This in-class notebook is designed to complement the lecture. You’ll practice what you just learned, avoid falling asleep mid-slide, and get instant feedback - both from Fedor and your fellow classmates. You’re encouraged to experiment, ask questions, and correct your answers as we go.
The goal is to learn R by doing, not just by listening.
Before we begin, make sure you’ve installed the required packages:
tidyverse
for data manipulation and plottingtitanic
for practice dataYou only need to install these once. If you already did it during Homework 1, you’re good to go.
# Load required packages
library(tidyverse)
library(e1071)
library(janitor)
The Poisson distribution models the number of independent events occurring within a fixed interval of time or space. In physics, the number of radioactive decay events within a given time frame is a classic example of a Poisson random variable.
In this exercise, we will explore whether there are examples from everyday life that could also be reasonably modeled using a Poisson distribution.
The dataset discoveries
, which contains the number of
major scientific discoveries per year, is available by default in R:
discoveries
## Time Series:
## Start = 1860
## End = 1959
## Frequency = 1
## [1] 5 3 0 2 0 3 2 3 6 1 2 1 2 1 3 3 3 5 2 4 4 0 2 3 7
## [26] 12 3 10 9 2 3 7 7 2 3 3 6 2 4 3 5 2 2 4 0 4 2 5 2 3
## [51] 3 6 5 8 3 6 6 0 5 2 2 2 6 3 4 4 2 2 4 7 5 3 3 0 2
## [76] 2 2 1 3 4 2 2 1 1 1 2 1 4 4 3 2 1 4 1 1 1 0 0 2 0
This dataset is stored as a time series object, not as a data frame. We’ll convert it into a data frame for easier handling and visualization:
df_discoveries <- tibble(
year = time(discoveries) %>% as.integer(),
value = as.numeric(discoveries)
)
# View the first few rows
head(df_discoveries)
Below is the histogram of the number of discoveries per year. Since
the values are discrete, we use geom_bar()
:
df_discoveries %>%
ggplot(aes(x = value)) + geom_bar()
Create a line plot of the number of discoveries over time. Your plot should show the number of discoveries on the \(y\)-axis and the corresponding year on the \(x\)-axis.
# ANSWER
df_discoveries %>%
ggplot(aes(x = year, y = value)) + geom_line() + ggtitle("The number of discoveries")

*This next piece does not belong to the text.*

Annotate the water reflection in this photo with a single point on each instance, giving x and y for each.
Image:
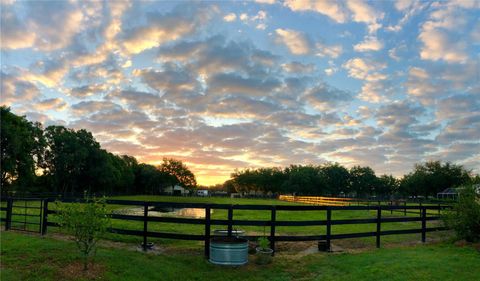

Generate a Poisson random variable with the same mean as the empirical mean of the number of discoveries. Then compare the distribution of the real data and the simulated data using two types of visualizations:
Overlayed bar plots (geom_bar(position = "dodge")
),
since the variable is discrete.
Overlayed smooth density plots (geom_density()
), for
a visual comparison of the distributions.
Does the distribution of the number of discoveries seem to follow a Poisson distribution?
## ANSWER
mean_disc <- df_discoveries %>% pull(value) %>% mean
df_pois <- rpois(nrow(df_discoveries), lambda = mean_disc) %>%
enframe() %>%
mutate(type = "random")
### Part (a)
df_discoveries %>%
select(value) %>%
mutate(type = "discoveries") %>%
bind_rows(df_pois) %>%
ggplot(aes(x = value, fill = type)) +
geom_bar(position = "dodge")
### Part (b)
df_discoveries %>%
select(value) %>%
mutate(type = "discoveries") %>%
bind_rows(df_pois) %>%
ggplot(aes(x = value, fill = type)) +
geom_density(alpha = 0.8)
ANSWER The Poisson model is kind of decent, but may not be a perfect fit for this dataset. Visually, the empirical distribution of the number of discoveries seems to have higher variance and possibly more skewness than the simulated Poisson distribution. This suggests overdispersion — a common sign that the data may not be well-modeled by a simple Poisson process.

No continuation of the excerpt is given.